First, we will look at the data at rest. The data is stored in the database, file server, and on backup tapes. Data loss prevention can protect the database by limiting the accounts that can directly access the database and by assigning the minimum level of access to each account. The information security data loss prevention system would next establish strict access controls to the file server share and the file server itself. We need to consider the administrative access to the server because anyone who can log onto the server with administrative credentials will have access to the shares as well. Administrators will need to be restricted to one of the groups identified as having access above. Tapes could be encrypted and stored in a separate area for less sensitive data.
Next, we look at data in motion. The data is in motion when it is accessed through the intranet. Granular access controls could be established for intranet access, and the communication channel could be encrypted.
Lastly, data being accessed would include viewing reports through the intranet or updating accounting data by accountants. Client-side caching of data would need to be restricted as part of the data loss prevention system. The accountants also interface with the data through the custom program. This program would need to be evaluated for any information security holes including developer access to financial data. Now, what would prevent managers from storing the financial reports on their local machine? With the information given, we do not know if this happens, but it would need to be addressed possibly through a policy stating that the reports cannot be stored locally or by encrypting local hard drives.
This simple example addresses only a small part of data loss prevention. A true information security analysis would include much more than this, such as whether computers accessing the data contain malware or what to do if financial data is emailed or sent via instant messaging. Additionally, it is not enough to just say that data should be encrypted. A detailed design needs to be specified for the encryption if the data loss prevention controls are to be effective.
Bruce Schneier points out the importance of a well-architected data loss prevention design in his June 2010 article “data at rest vs. data in motion” where he discusses encrypting credit card information for use in a website.
If the database were encrypted, the website would need the key. But if the key were on the same network as the data, what would be the point of encrypting it? Access to the website equals access to the database in either case. Security is achieved by good access control on the website and database, not by encrypting the data.
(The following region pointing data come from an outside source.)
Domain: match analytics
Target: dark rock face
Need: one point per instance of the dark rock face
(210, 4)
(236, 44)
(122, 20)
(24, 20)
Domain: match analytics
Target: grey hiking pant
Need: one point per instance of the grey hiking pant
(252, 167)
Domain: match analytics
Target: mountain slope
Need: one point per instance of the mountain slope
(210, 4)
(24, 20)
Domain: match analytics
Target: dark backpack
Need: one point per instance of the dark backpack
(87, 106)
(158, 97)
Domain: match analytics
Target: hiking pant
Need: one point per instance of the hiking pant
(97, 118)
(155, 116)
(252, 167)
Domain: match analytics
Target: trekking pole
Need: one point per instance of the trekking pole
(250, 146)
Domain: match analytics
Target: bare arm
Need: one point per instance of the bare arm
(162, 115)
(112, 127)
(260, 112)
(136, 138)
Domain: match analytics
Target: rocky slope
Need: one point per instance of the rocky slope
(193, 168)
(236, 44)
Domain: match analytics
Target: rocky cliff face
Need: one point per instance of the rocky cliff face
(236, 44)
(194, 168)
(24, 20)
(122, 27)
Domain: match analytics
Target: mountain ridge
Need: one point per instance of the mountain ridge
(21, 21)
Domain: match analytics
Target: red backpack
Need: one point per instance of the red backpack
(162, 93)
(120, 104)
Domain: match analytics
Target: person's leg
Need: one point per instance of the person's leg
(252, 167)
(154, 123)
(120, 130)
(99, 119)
Bruce Schneier
Those implementing data loss prevention need to have a good understanding of how to architect information security controls and to implement controls in layers so that if one control is compromised another control still prevents data loss. Remember, information security is only as effective as its weakest link.
Data loss prevention is a worthy goal and an excellent information security initiative but it requires high level decision making from the beginning and a comprehensive analysis of threats and controls. An understanding of the work flow surrounding organizational data and a detailed design for each control in order for it to be effective is also imperative.